Retrovirus reverse transcriptase has been the subject of intense investigation since its discovery in 1970.^1,2 Over the years, a large number of reviews have appeared treating the expanse of data published concerning the enzyme (Table 1). Recent discoveries indicate that in addition to the RNase H and DNA polymerase activities of reverse transcriptase, the polymerase gene of retroviruses codes for a DNA endonuclease activity which may or may not be found associated with reverse transcriptase. This chapter will focus on the enzymatic and nucleic acid binding properties of these proteins and the role they play in the replication of retroviruses, and will attempt to place this analysis in perspective by making comparisons, where possible, with other better understood replicative systems.

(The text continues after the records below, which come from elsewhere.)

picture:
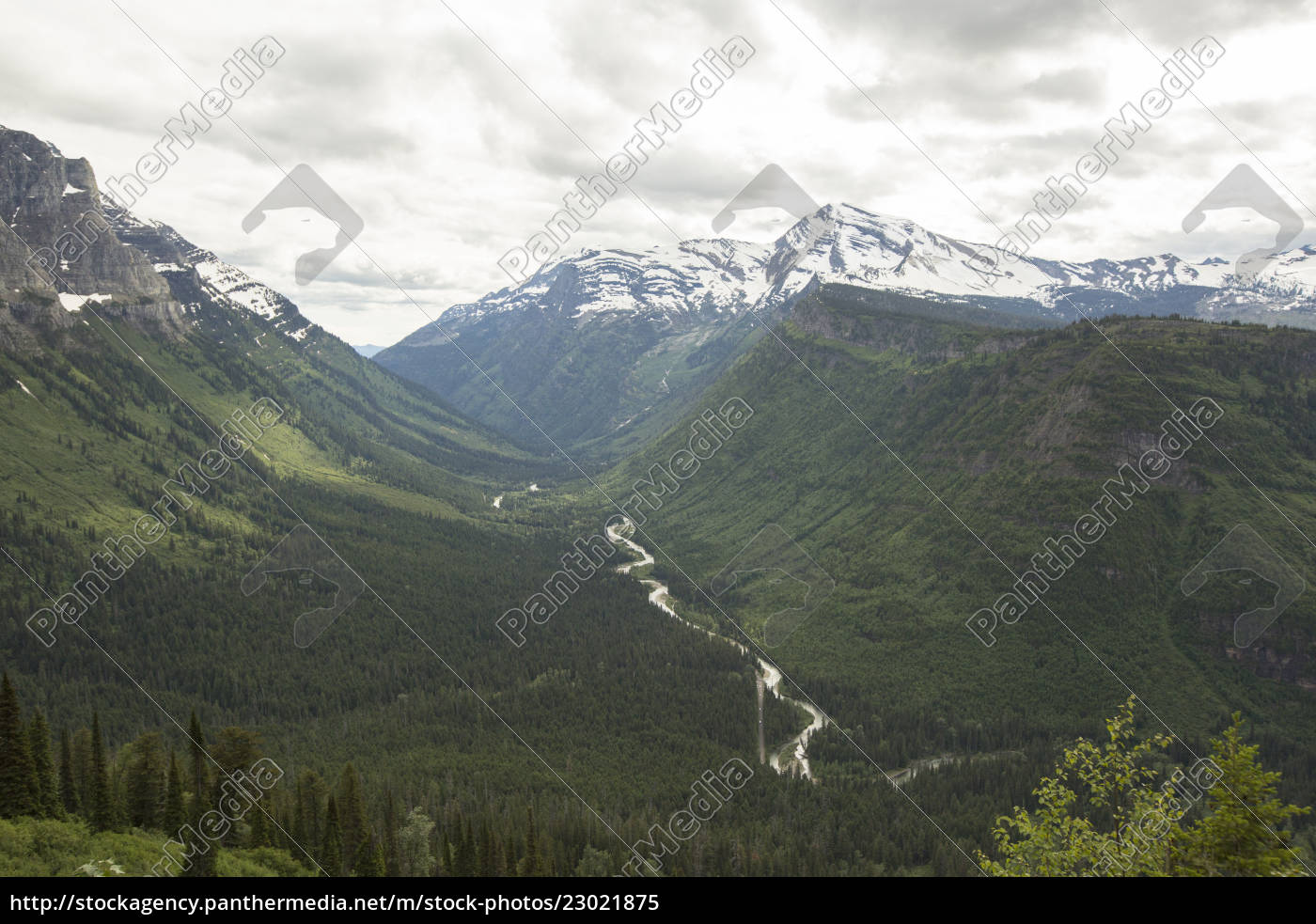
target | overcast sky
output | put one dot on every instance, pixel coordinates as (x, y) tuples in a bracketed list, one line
[(407, 111)]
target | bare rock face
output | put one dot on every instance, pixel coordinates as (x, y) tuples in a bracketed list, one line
[(56, 241)]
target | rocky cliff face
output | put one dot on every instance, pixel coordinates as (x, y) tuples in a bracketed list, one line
[(59, 247)]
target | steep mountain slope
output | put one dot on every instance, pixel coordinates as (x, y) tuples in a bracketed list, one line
[(993, 443), (112, 416), (604, 348)]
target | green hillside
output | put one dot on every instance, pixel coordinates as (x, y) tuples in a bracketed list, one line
[(1003, 438)]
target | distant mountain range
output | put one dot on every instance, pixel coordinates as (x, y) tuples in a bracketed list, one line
[(631, 336)]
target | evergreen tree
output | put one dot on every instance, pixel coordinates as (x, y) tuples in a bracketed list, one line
[(200, 772), (1244, 829), (390, 841), (174, 814), (352, 816), (101, 811), (532, 862), (144, 792), (331, 849), (17, 773), (48, 788), (68, 785), (414, 845), (370, 861)]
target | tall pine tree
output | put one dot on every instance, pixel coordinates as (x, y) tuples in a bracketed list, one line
[(102, 808), (17, 773), (48, 789)]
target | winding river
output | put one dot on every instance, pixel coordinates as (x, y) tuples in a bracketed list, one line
[(791, 757)]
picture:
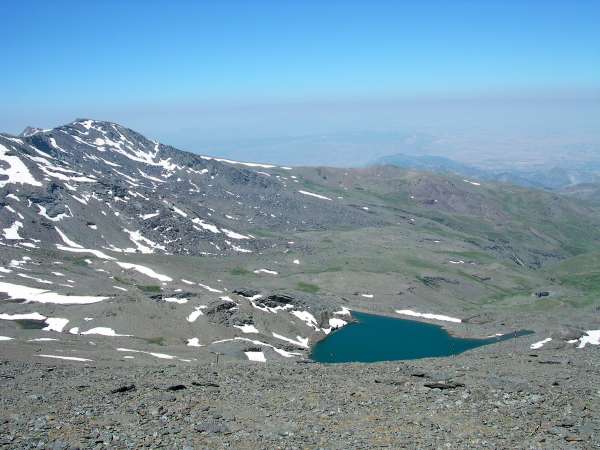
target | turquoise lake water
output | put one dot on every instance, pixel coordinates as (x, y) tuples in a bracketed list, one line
[(379, 338)]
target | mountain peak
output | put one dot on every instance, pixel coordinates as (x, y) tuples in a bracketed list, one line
[(30, 131)]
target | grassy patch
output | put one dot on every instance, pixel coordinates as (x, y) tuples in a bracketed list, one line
[(239, 271), (307, 287), (150, 288), (122, 280), (158, 340), (79, 262)]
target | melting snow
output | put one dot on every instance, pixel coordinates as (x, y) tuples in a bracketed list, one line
[(196, 313), (233, 234), (592, 337), (256, 356), (30, 294), (156, 355), (179, 301), (25, 316), (104, 331), (194, 342), (17, 171), (408, 312), (68, 358), (270, 272), (312, 194), (12, 232), (56, 324), (247, 328), (539, 344), (343, 312)]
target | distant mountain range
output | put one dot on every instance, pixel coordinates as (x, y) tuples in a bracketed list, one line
[(552, 178)]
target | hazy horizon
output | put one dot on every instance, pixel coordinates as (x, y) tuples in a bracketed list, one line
[(340, 83)]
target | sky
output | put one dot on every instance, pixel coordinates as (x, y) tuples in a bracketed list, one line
[(249, 79)]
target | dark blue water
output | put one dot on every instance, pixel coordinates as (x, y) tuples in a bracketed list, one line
[(380, 338)]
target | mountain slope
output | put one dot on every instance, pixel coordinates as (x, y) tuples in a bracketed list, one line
[(156, 251), (109, 188)]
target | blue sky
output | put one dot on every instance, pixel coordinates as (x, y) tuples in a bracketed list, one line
[(158, 64)]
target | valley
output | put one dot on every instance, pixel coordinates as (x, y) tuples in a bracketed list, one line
[(129, 262)]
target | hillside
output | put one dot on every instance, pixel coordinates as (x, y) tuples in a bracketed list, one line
[(164, 252)]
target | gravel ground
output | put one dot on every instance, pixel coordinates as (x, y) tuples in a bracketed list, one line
[(486, 398)]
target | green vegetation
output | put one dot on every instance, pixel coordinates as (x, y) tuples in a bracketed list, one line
[(158, 340), (149, 288), (239, 271), (307, 287)]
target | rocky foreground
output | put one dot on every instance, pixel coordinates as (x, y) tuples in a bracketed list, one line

Retroviruses and their resident reverse transcriptases have been characterized from many different vertebrates. Most of our knowledge concerning reverse transcriptase and the replication of retroviruses is derived from studies with avian leukosis-sarcoma viruses (ALSV) and the enzyme from the avian myeloblastosis virus (AMV) complex of viruses, and to a lesser extent with murine leukemia virus (MuLV) and Moloney MuLV reverse transcriptase. This discussion will be confined to these two virus systems, which should portray a general picture applicable to most retroviruses and their enzymes.

In order to understand the role of reverse transcriptase in the retrovirus life cycle a certain amount of background is essential.

The first event in the retrovirus life cycle is adsorption of the virion to the cell surface, followed by penetration of the virion into the cell cytoplasm. Uncoating of the virus particle to expose the internal core^20-23 probably takes place within the cytoplasm the first 1 to 2 hr after infection.²⁴ Viral RNA in the core is transcribed within the cytoplasm into linear duplex DNA^16,25-27 which is transported to the nucleus where it can be converted to covalently closed circular DNA.²⁸ Mature duplex DNA is integrated into the host genome.^29,30 The mechanism of integration and the structure of the precursor to integration are not yet established. Subsequently, the integrated viral DNA is transcribed by cellular RNA polymerase³¹ and transcripts are processed and transported to the cytoplasm. Viral mRNA is translated into a series of precursor polyproteins which encapsidate 35S viral RNA³² and a specific subset population of cell tRNAs³³ and the maturing particles move to the cell surface, from which they bud and acquire an outer envelope.³² Protein products of the retrovirus polymerase gene are specifically involved in RNA to DNA synthesis, encapsidation of specific cell tRNAs, and perhaps in viral DNA integration.

The 50 to 70S genomic RNA of replication competent retroviruses contains two identical subunits of about 35S (molecular weight of 2.7 to 3.0 × 10⁶) and smaller (4 to 5S) RNA species.¹⁴ The RNA in the 50 to 70S complex as isolated in a protein-free state from virus has extensive secondary and tertiary structure involving hydrogen bonding between complementary bases within individual 35S subunits³⁴ as well as between subunits.³⁵ Based upon electron microscopic analysis under partially denaturing conditions,³⁶ the most stable secondary structural features of the genome RNA complex include (1) a dimer linkage between 35S subunits involving fewer than 50 nucleotides approximately 450 nucleotides from their 5′ ends,^36,37 (2) a large loop in each subunit positioned 2 to 4 kilobases (Kb) from the 5′ end,^36,37 and (3) a large hairpin involving some 300 nucleotides located 70 nucleotides from the 5′ end of each subunit.³⁷ It appears that formation of these relatively stable structures requires a special environment present only during virion budding and maturation,^38,39 since the structures do not reform in vitro after denaturation.^36,37 That reverse transcriptase can translocate these regions and other potential regions^34,35 of RNA secondary structure during DNA synthesis is probably the result of its ability to catalyze strand displacement synthesis (Section III.A.1.) and perhaps because of the involvement of nucleic acid binding proteins which reduce the secondary structure of RNA (Section I.B.3). In addition, the presence of two identical subunits in a dimer structure provides the opportunity for reverse transcriptase to use either one or both subunits in generating a final DNA product, particularly since the final double-stranded (ds) DNA product contains repeated sequences not repeated in subunit RNA. Whether one or both subunits are involved has not been established.